“No, there was no guarantee at that time that the place would ever become the western metropolis. The town had plenty of ambition and pluck; but the possibilities of greatness were hardly visible.”
It is interesting to note in this connection that the story of Mr. Field’s progress is a wonderfully close index of Chicago’s marvelous growth. An almost exact parallel may be drawn between the career of the individual and the growth of the town. Chicago was organized in 1837, two years after Mr. Field was born on the far-off farm in New England, and the place then had a population of a little more than four thousand. In 1856, when Mr. Field, fully equipped for a successful mercantile career, became a resident of the future metropolis of the west, the population had grown to little more than eighty-four thousand. Mr. Field’s prosperity advanced in strides parallel to those of the city; with Chicago he was stricken but not crushed by the great fire of 1871, and with Chicago he advanced again to higher achievement and far greater prosperity than before the calamity.
“What were your equipments for success when you started as a clerk here in Chicago, in 1856?”
“Health, sound principles, I hope, and ambition,” answered Mr. Field.
“And brains,” I suggested; but he only smiled.
“What were the conditions here?”
“Well, merit did not have to wait for dead men’s shoes in a growing town, of course. Good qualities were usually promptly discovered, and men were pushed forward rapidly.”
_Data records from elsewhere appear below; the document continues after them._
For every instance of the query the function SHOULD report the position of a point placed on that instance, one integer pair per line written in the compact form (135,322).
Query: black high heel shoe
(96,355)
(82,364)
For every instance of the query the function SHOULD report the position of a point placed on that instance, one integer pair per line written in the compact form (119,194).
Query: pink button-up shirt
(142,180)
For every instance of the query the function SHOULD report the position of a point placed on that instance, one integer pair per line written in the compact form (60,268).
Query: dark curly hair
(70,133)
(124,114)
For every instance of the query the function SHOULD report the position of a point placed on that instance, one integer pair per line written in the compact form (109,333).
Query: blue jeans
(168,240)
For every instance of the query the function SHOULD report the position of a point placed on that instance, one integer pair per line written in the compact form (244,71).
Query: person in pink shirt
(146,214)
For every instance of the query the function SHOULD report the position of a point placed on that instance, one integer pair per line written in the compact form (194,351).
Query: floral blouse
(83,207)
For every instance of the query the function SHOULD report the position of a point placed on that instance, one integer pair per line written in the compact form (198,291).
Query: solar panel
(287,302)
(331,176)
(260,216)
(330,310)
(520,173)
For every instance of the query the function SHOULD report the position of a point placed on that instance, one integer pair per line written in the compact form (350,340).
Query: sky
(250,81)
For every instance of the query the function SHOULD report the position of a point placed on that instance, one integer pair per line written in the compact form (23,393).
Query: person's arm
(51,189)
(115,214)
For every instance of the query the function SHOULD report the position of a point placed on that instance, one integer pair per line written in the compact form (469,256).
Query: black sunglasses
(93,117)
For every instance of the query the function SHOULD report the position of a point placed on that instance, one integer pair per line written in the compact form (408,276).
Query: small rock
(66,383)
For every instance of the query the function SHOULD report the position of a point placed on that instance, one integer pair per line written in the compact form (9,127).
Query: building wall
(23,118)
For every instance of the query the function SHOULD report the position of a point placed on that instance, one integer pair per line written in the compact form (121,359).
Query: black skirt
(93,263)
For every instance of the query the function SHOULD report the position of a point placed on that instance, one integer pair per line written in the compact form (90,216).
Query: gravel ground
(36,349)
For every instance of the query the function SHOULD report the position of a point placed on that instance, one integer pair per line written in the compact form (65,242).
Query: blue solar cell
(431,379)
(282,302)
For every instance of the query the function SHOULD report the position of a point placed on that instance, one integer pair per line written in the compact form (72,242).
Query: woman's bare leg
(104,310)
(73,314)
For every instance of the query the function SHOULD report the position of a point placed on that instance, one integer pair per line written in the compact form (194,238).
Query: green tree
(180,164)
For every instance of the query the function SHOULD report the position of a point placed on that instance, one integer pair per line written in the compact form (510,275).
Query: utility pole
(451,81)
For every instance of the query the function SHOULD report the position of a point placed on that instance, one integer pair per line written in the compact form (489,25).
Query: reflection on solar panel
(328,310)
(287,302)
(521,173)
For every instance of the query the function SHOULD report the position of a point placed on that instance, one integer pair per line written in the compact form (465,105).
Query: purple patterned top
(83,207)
“How long did you remain a clerk?”
“Only four years. In 1860, I was made a partner, and in 1865, there was a partial reorganization, and the firm consisted after that of Mr. Leiter, Mr. Palmer and myself (Field, Palmer & Leiter). Two years later Mr. Palmer withdrew, and until 1881 the style of the firm was Field, Leiter & Co. Mr. Leiter retired in that year, and since then it has been as at present: (Marshall Field & Co.)